Calculating Weighted Interval Score for Nowcast Models"
In NobBS: Nowcasting by Bayesian Smoothing

knitr::opts_chunk$set(
  collapse = TRUE,
  comment = "#>"
)
if (utils::packageVersion("scoringutils") < "2.0.0") {
    stop("The 'scoringutils' package version 2.0.0 or higher is required. Please update it.")
}
if (!requireNamespace("ggplot2", quietly = TRUE)) {
    stop("The vignette requires the 'ggplot2' package. Please install it to build the vignette.")
}

Introduction

The Weighted Interval Score (WIS) is a probabilistic measure for evaluating forecast accuracy, balancing three key aspects of forecast quality:

Interval sharpness – how narrow the prediction intervals are (favoring more precise forecasts).
Calibration – how well the predicted intervals reflect the actual variability in the data.
Coverage – the proportion of observed outcomes that fall within the predicted intervals.

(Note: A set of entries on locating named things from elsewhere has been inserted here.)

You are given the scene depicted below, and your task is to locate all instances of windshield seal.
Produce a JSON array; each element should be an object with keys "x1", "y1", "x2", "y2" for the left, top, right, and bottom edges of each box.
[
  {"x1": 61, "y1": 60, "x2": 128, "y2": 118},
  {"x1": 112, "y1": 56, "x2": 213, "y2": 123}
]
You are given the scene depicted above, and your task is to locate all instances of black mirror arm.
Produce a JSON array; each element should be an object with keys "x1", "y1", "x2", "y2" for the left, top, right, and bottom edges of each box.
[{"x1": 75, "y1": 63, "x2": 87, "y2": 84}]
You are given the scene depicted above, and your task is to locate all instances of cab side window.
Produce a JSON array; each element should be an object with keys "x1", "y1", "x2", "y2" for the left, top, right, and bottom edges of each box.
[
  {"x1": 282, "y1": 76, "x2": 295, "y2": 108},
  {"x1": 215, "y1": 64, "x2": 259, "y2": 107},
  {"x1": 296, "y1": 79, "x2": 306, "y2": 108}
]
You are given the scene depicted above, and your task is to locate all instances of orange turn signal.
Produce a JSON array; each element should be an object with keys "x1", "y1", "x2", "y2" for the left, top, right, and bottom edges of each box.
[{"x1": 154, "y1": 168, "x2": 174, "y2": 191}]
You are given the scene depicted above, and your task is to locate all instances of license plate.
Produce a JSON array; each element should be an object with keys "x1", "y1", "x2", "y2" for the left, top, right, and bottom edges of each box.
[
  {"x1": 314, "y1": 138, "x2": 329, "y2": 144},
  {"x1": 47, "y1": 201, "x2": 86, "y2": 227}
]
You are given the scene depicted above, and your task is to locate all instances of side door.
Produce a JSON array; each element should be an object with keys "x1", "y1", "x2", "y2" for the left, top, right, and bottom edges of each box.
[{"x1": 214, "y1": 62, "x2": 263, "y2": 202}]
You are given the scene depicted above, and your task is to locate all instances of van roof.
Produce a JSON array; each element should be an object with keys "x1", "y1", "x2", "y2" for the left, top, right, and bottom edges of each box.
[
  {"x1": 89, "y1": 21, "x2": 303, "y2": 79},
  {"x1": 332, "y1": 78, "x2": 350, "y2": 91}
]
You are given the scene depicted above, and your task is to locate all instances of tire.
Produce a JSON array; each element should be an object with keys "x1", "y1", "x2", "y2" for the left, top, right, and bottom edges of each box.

WIS penalizes wide intervals or those that fail to include the observed outcome, while rewarding narrow, well-calibrated intervals. This makes WIS an interpretable and robust metric for assessing both forecast accuracy and uncertainty.

As of version 1.1.0, the NobBS package can explicitly return quantile estimates when calling the NobBS and NobBS.strat functions, which can be used to calculate the WIS for the given nowcast. This vignette demonstrates how to calculate and compare the WIS for different nowcasting models using quantile estimates generated by the NobBS package, in combination with the scoringutils package (version 2.0.0 or later).

Nowcasting Scenarios

To illustrate this process, we run two nowcasting models — a Poisson model and a negative binomial model — for five nowcasting dates, using the dengue dataset provided in the NobBS package. To obtain quantile estimates we set the desired quantiles in the new quantiles parameter within the specs list given in the call to the NobBS and NobBS.strat functions. By default, NobBS returns estimates for five quantiles (0.025, 0.25, 0.5, 0.75, 0.975), representing the median along with the 50% and 95% prediction intervals. Here, we use a more detailed set of 23 quantile values to better capture the full predictive distribution, ensuring a more granular assessment of forecast uncertainty and improving the accuracy of the WIS calculation:

library(NobBS)
library(dplyr)
library(ggplot2)
library(scoringutils)

data(denguedat)

# Helper function to run nowcasting
run_nowcast <- function(data, now, win_size, specs) {
  NobBS(data, now, units = "1 week", onset_date = "onset_week",
        report_date = "report_week", moving_window = win_size, specs = specs)
}

quantiles <- c(0.025,seq(0.05,0.95,0.05),0.975)
q_len <- length(quantiles)
q_cols <- paste0('q_',quantiles)

# Poisson model specs
specs_poisson <- list(
  dist=c("Poisson"),
  quantiles=quantiles
)

#NB model specs
specs_nb = list(
  dist=c("NB"),
  quantiles=quantiles
)

# Initialize lists to store nowcasts
nowcasts_pois <- list()   # Nowcasts using poisson model
nowcasts_nb <- list()     # Nowcasts using negtive-binomial model

test_dates <- seq(as.Date("1994-08-29"),as.Date("1994-09-26"),by=7)

win_size <- 8

for (t in seq_along(test_dates)) {
  now <- test_dates[t]
  denguedat1 <- denguedat[denguedat$onset_week<=now,]
  nowcasts_pois[[t]] <- run_nowcast(denguedat1, now, win_size, specs_poisson)
  nowcasts_nb[[t]] <- run_nowcast(denguedat1, now, win_size, specs_nb)
}

Comparing the Nowcast Estimates of the Poisson and negative binomial Models

Now let us plot and compare the estimates obtained from each of these nowcasts:

plot_estimates <- function(nowcast1, nowcast2, cases_per_date, now) {
  # Ensure input data is valid
  if (is.null(nowcast1$estimates) || is.null(nowcast2$estimates)) {
    stop("Nowcast estimates are missing.")
  }

  # Extract estimates and credible intervals for nowcast without DoW effect
  onset_dates1 <- nowcast1$estimates$onset_date
  estimates1 <- nowcast1$estimates$estimate
  lower1 <- nowcast1$estimates$q_0.025  # 2.5% quantile (lower bound of 95% CI)
  upper1 <- nowcast1$estimates$q_0.975  # 97.5% quantile (upper bound of 95% CI)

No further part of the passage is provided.